U.S.
“major versions of Linux” is doing a lot of work here. I’m honestly not sure if this is kernel-level or some common userland library, and that’s the difference between “patch your fleet” and “most people are fine.”
Did CISA/TechCrunch include a CVE ID or name the actual component (glibc, openssh, rsync, whatever)? Without that, it’s basically headline fog. I’d skip the kirupa link and stick to the advisory + your distro’s security tracker.
If they can’t give you a CVE and a component name, it’s headline fog. “Major versions of Linux” can mean anything from one crusty userland package to something genuinely everywhere, and those are completely different fire drills.
I’d go straight to the CISA advisory and then your distro’s security tracker to see the affected package and fixed version.

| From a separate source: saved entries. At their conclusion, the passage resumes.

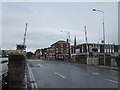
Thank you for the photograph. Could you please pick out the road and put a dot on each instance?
(59, 74)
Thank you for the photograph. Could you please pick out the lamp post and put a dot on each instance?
(68, 38)
(103, 31)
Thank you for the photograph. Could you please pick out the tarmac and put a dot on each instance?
(109, 67)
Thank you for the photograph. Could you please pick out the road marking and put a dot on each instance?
(111, 80)
(39, 65)
(95, 73)
(59, 75)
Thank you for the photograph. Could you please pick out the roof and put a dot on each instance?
(60, 42)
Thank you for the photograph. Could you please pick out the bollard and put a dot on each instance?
(16, 70)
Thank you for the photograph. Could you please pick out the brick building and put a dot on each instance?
(79, 52)
(59, 51)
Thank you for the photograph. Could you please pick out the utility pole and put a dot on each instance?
(86, 43)
(103, 32)
(25, 37)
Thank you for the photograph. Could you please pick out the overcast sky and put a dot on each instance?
(46, 20)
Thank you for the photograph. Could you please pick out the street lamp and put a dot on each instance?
(103, 31)
(68, 38)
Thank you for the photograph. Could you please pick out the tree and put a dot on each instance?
(29, 55)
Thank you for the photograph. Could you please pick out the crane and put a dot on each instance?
(22, 47)
(25, 37)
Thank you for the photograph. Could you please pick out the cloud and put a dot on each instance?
(46, 20)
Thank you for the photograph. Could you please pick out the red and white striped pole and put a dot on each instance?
(86, 43)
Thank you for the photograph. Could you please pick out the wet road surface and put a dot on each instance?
(59, 74)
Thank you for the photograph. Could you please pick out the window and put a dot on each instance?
(61, 45)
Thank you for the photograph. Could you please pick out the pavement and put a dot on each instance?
(59, 74)
(109, 67)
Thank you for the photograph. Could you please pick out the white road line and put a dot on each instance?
(95, 73)
(39, 65)
(111, 80)
(59, 75)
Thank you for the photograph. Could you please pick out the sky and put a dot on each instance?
(47, 19)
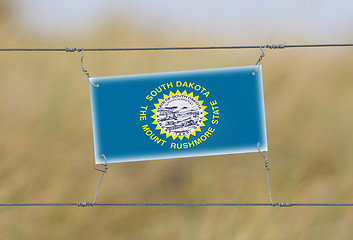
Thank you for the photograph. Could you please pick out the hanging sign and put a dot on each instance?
(178, 114)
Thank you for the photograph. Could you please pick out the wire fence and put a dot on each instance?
(269, 46)
(89, 204)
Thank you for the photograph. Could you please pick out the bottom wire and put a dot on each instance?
(87, 204)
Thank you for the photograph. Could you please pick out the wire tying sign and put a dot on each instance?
(178, 114)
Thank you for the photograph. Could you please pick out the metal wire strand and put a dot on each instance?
(82, 67)
(87, 204)
(103, 173)
(270, 46)
(263, 154)
(260, 59)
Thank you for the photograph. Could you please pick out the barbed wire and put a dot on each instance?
(270, 46)
(88, 204)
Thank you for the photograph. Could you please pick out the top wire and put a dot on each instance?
(273, 46)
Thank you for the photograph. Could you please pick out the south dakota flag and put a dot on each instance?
(178, 114)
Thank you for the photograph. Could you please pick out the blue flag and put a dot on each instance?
(178, 114)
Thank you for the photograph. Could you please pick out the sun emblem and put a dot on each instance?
(179, 115)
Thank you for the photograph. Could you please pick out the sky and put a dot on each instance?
(317, 21)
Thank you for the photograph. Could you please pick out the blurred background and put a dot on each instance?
(46, 141)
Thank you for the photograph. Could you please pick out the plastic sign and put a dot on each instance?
(178, 114)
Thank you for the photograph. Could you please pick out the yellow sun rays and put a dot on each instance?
(178, 93)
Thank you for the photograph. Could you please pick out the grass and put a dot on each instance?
(46, 148)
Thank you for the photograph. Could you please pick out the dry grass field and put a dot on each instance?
(46, 146)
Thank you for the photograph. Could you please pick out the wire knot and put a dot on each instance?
(67, 49)
(84, 204)
(276, 46)
(284, 204)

Otherwise you’re just guessing, and that’s how you end up rebooting half the estate for vibes.
Yeah, this is the right instinct — “major versions of Linux” is basically meaningless until you can point at a specific package + version range (kernel? glibc? openssh? some random copy utility?) and a CVE to hang it on.
CISA usually has the CVE and affected product list in the actual advisory/KEV entry; once you have that, the fastest sanity check is your distro’s tracker page for the fixed version and whether it’s backported. Until then it’s just doomscrolling with extra steps.